Alle Torri le droghe si vendono al dettaglio, gli spacciatori smerciano la roba ai pischelli senza fastidi: per far capire chi comanda è meglio una coltellata silenziosa invece del fracasso degli spari.
Inizialmente Sharon non vuole immischiarsi, ma attorno a lei le possibilità di un impiego legale e retribuito decentemente sono sigillate proprio come le saracinesche dei bar dove va a bussare in cerca di lavoro.
Davanti alla possibilità di far soldi velocemente per saldare i debiti e sistemare la madre disabile, intraprendere la strada del malaffare le sembra l’unico modo per avere un futuro dignitoso.
Sharon è una ragazza normale, ma dietro alla sua apparente semplicità, alla scarsissima erudizione e alla totale assenza di figure famigliari positive si nasconde una donna estremamente intelligente, capace di imporsi sulla malavita di quartiere dominata da uomini rudi e dediti più alle risse nei bar che al dialogo.
Ha lo spirito dell’imprenditrice e fiuto per i buoni affari, coltiva i rapporti giusti, studia le nuove droghe attraverso la rete, ne intuisce il potenziale e riesce ad avviare un canale all’interno del mercato delle sostanze sintetiche sempre più in espansione.
Il suo percorso è luminoso, ma di fronte a un’organizzazione strutturata e potente come la ‘ndrangheta, la maggiore importatrice di cocaina d’Europa, la Svedese si rende conto di dover fronteggiare qualcosa che è fuori dalla sua portata, ed è in quel momento che comincia ad avere paura, a temere per la sua vita e per quella delle persone che le stanno vicino.
Lo scrittore tratteggia caratteri e psicologie criminali mettendo da parte la toga da magistrato (ormai ex, visto che è andato in pensione quest’anno) per lasciare spazio alla sua anima di romanziere appassionato: racconta il mutamento della microcriminalità capitolina e la conseguente capacità di adattarsi alle crisi sociali ed economiche del Paese, ci mostra la mafia contemporanea più ricca e spietata, cioè la ‘ndrangheta, e sospende i giudizi etici e morali per dipingere un quadro di sconcertante attualità: la mancanza di lavoro, periferie allo sbando, ragazzi sempre più sedotti dai soldi e da modelli irraggiungibili che spiano attraverso gli schermi luminosi dei loro iPhone.
Forse in alcuni punti questo ritratto può sembrare eccessivamente unidirezionale, ma in contesti dove mancano strumenti culturali, dove essere giovani sembra un difetto e non esiste il minimo stimolo se non quello dato da influencer dalle vite dorate e rapper che professano il crimine come fosse un gioco da tavolo, probabilmente cedere alle lusinghe del malaffare è molto più facile, e l’autore lo dichiara in maniera cristallina attraverso la sua scrittura raffinata, intrisa di immagini forti e dialoghi effervescenti. Un materiale già pronto per la macchina da presa.

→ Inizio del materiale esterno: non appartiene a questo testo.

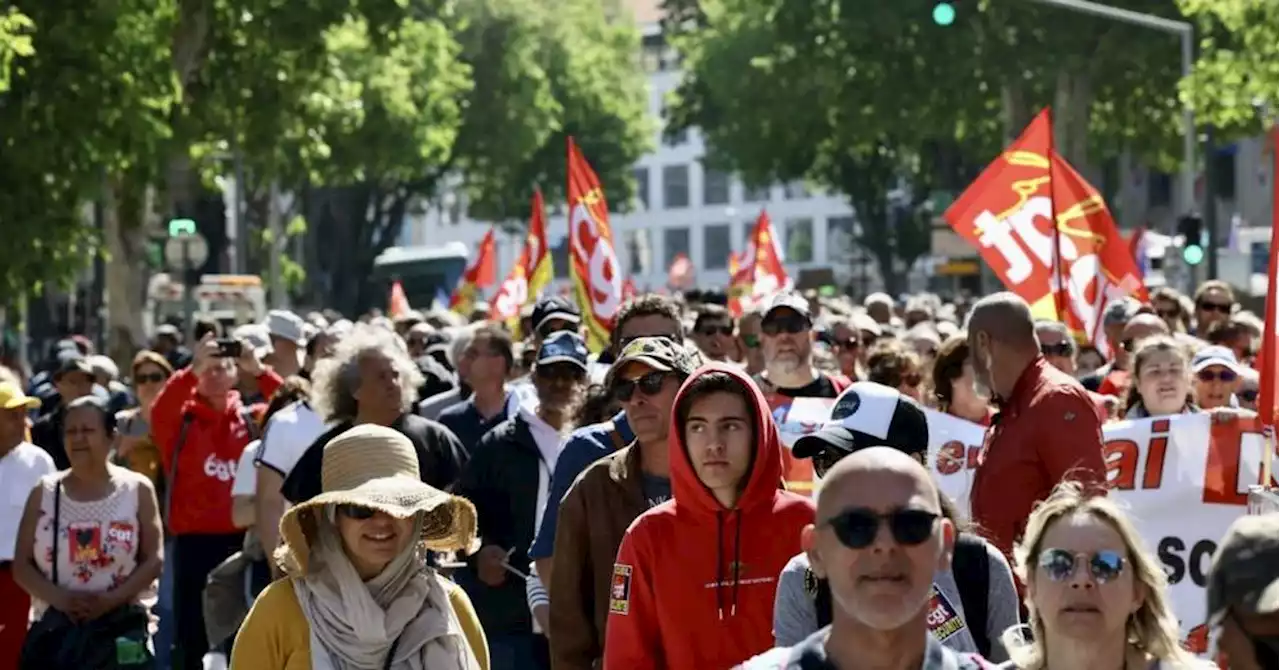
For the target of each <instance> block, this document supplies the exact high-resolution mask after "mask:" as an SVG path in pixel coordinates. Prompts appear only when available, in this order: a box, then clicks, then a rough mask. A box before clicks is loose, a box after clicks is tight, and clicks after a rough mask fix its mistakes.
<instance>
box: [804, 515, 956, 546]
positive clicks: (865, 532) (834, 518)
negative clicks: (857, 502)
mask: <svg viewBox="0 0 1280 670" xmlns="http://www.w3.org/2000/svg"><path fill="white" fill-rule="evenodd" d="M940 518H941V516H940V515H937V514H933V512H931V511H925V510H893V511H891V512H888V514H879V512H877V511H874V510H868V509H865V507H856V509H852V510H845V511H842V512H840V514H837V515H836V516H832V518H831V519H827V521H826V525H829V527H831V529H832V530H833V532H835V533H836V539H838V541H840V543H841V544H844V546H846V547H849V548H851V550H864V548H867V547H869V546H872V543H873V542H876V535H877V534H878V533H879V525H881V521H888V529H890V532H891V533H892V534H893V541H895V542H897V543H899V544H902V546H906V547H914V546H916V544H920V543H922V542H924V541H925V539H929V537H931V535H932V534H933V527H934V524H937V521H938V519H940Z"/></svg>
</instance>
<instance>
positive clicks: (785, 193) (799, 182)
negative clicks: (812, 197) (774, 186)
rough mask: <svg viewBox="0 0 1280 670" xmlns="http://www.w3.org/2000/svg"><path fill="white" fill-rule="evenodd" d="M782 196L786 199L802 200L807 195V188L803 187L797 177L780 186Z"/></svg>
mask: <svg viewBox="0 0 1280 670" xmlns="http://www.w3.org/2000/svg"><path fill="white" fill-rule="evenodd" d="M782 197H785V199H787V200H804V199H806V197H809V190H808V188H805V186H804V182H803V181H799V179H797V181H794V182H787V184H786V186H783V187H782Z"/></svg>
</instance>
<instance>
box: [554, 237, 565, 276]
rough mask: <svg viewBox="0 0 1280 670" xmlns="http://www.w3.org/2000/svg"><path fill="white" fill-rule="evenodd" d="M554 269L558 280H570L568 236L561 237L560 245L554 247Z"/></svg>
mask: <svg viewBox="0 0 1280 670" xmlns="http://www.w3.org/2000/svg"><path fill="white" fill-rule="evenodd" d="M552 265H553V266H554V268H552V269H553V270H554V273H553V274H554V275H556V278H557V279H568V236H567V234H566V236H564V237H561V241H559V243H558V245H556V246H553V247H552Z"/></svg>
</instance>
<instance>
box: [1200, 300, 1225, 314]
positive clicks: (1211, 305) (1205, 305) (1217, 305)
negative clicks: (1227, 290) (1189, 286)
mask: <svg viewBox="0 0 1280 670" xmlns="http://www.w3.org/2000/svg"><path fill="white" fill-rule="evenodd" d="M1196 309H1198V310H1201V311H1216V313H1219V314H1231V305H1230V304H1224V302H1197V304H1196Z"/></svg>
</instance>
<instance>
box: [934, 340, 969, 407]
mask: <svg viewBox="0 0 1280 670" xmlns="http://www.w3.org/2000/svg"><path fill="white" fill-rule="evenodd" d="M968 360H969V338H968V336H965V334H964V333H957V334H954V336H951V337H950V338H948V339H947V341H946V342H943V343H942V346H941V347H940V348H938V355H937V356H936V357H934V359H933V372H932V383H933V397H936V398H938V409H940V410H942V411H947V407H950V406H951V382H954V380H955V379H959V378H960V375H963V374H964V364H965V361H968Z"/></svg>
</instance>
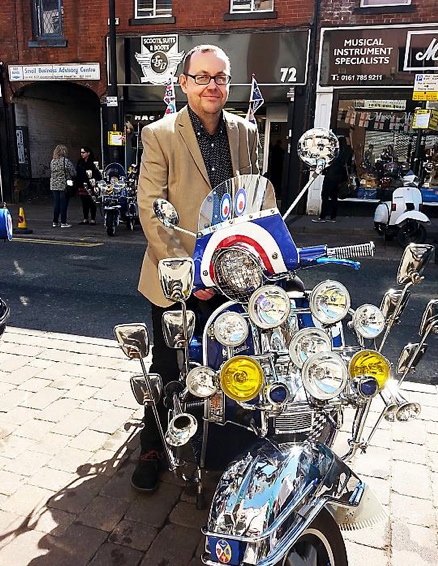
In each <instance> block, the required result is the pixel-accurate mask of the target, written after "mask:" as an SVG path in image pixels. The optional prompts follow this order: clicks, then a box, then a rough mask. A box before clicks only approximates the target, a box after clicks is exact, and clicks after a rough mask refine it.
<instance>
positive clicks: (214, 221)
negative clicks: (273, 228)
mask: <svg viewBox="0 0 438 566" xmlns="http://www.w3.org/2000/svg"><path fill="white" fill-rule="evenodd" d="M276 206H277V205H276V200H275V191H274V187H273V185H272V183H271V182H270V181H269V179H267V178H266V177H262V176H260V175H238V176H237V177H233V178H231V179H228V180H227V181H224V182H223V183H221V184H220V185H218V186H217V187H216V188H214V189H213V190H212V191H210V193H209V194H208V195H207V196H206V197H205V200H204V202H203V203H202V206H201V210H200V213H199V221H198V232H200V233H201V234H206V233H207V232H209V228H210V227H211V226H215V225H217V224H220V223H221V222H226V221H229V220H232V219H234V218H241V217H244V216H248V215H249V214H255V213H258V212H260V211H262V210H266V209H272V208H273V207H276Z"/></svg>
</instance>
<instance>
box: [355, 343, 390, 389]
mask: <svg viewBox="0 0 438 566" xmlns="http://www.w3.org/2000/svg"><path fill="white" fill-rule="evenodd" d="M348 372H349V374H350V376H351V377H352V378H355V377H361V376H364V375H368V376H371V377H374V378H375V379H376V380H377V383H378V384H379V389H383V387H385V384H386V382H387V381H388V379H389V378H390V374H391V370H390V367H389V362H388V360H387V359H386V358H385V357H384V356H382V354H380V353H379V352H376V351H374V350H361V351H360V352H358V353H357V354H355V355H354V356H353V357H352V358H351V360H350V365H349V367H348Z"/></svg>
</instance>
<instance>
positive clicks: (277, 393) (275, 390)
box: [265, 383, 289, 405]
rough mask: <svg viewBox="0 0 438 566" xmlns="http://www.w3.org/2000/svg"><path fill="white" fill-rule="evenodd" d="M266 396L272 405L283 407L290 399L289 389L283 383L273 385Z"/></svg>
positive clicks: (270, 386) (268, 390) (271, 386)
mask: <svg viewBox="0 0 438 566" xmlns="http://www.w3.org/2000/svg"><path fill="white" fill-rule="evenodd" d="M265 394H266V398H267V400H268V401H269V403H271V405H282V404H283V403H285V402H286V401H287V400H288V399H289V389H288V388H287V387H286V385H284V384H283V383H272V384H271V385H269V386H268V387H267V388H266V392H265Z"/></svg>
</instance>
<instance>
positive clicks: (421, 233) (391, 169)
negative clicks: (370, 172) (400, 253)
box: [374, 162, 430, 248]
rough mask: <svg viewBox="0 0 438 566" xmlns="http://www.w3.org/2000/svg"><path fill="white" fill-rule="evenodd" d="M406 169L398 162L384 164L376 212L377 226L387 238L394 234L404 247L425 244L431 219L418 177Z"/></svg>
mask: <svg viewBox="0 0 438 566" xmlns="http://www.w3.org/2000/svg"><path fill="white" fill-rule="evenodd" d="M401 173H403V168H402V167H401V165H400V164H398V163H396V162H389V163H386V164H385V165H384V176H383V177H382V179H381V181H380V193H381V201H380V203H379V204H378V205H377V208H376V210H375V212H374V228H375V230H377V232H378V233H379V234H381V235H382V236H383V237H384V239H385V240H388V241H389V240H392V239H393V238H394V237H395V238H396V239H397V243H398V244H399V245H400V246H401V247H402V248H405V247H406V246H407V245H408V244H410V243H414V244H423V243H424V242H425V241H426V236H427V233H426V228H425V224H429V223H430V220H429V218H428V217H427V216H426V214H424V212H422V210H421V208H422V204H423V197H422V194H421V191H420V189H419V188H418V185H419V178H418V177H417V176H415V175H414V174H409V173H410V172H408V174H405V175H403V176H401Z"/></svg>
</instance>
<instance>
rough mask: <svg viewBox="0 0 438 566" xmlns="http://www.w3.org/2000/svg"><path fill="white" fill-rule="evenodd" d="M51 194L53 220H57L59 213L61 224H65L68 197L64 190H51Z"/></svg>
mask: <svg viewBox="0 0 438 566" xmlns="http://www.w3.org/2000/svg"><path fill="white" fill-rule="evenodd" d="M52 194H53V222H56V223H58V222H59V215H60V214H61V224H67V207H68V201H69V197H68V194H67V193H66V192H65V191H52Z"/></svg>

La Svedese è infatti un personaggio perfetto per il grande o piccolo schermo. Non dimentichiamo che oltre a essere un grande scrittore, De Cataldo ha il merito di aver bonificato il paludoso panorama cinematografico italiano della prima decade degli anni Duemila, che dopo una serie capolavoro come Romanzo Criminale ha avuto una vera e propria rinascita. Nuove storie, nuovi volti e nuovi registi capaci di rivaleggiare con le grandi produzioni americane ed europee.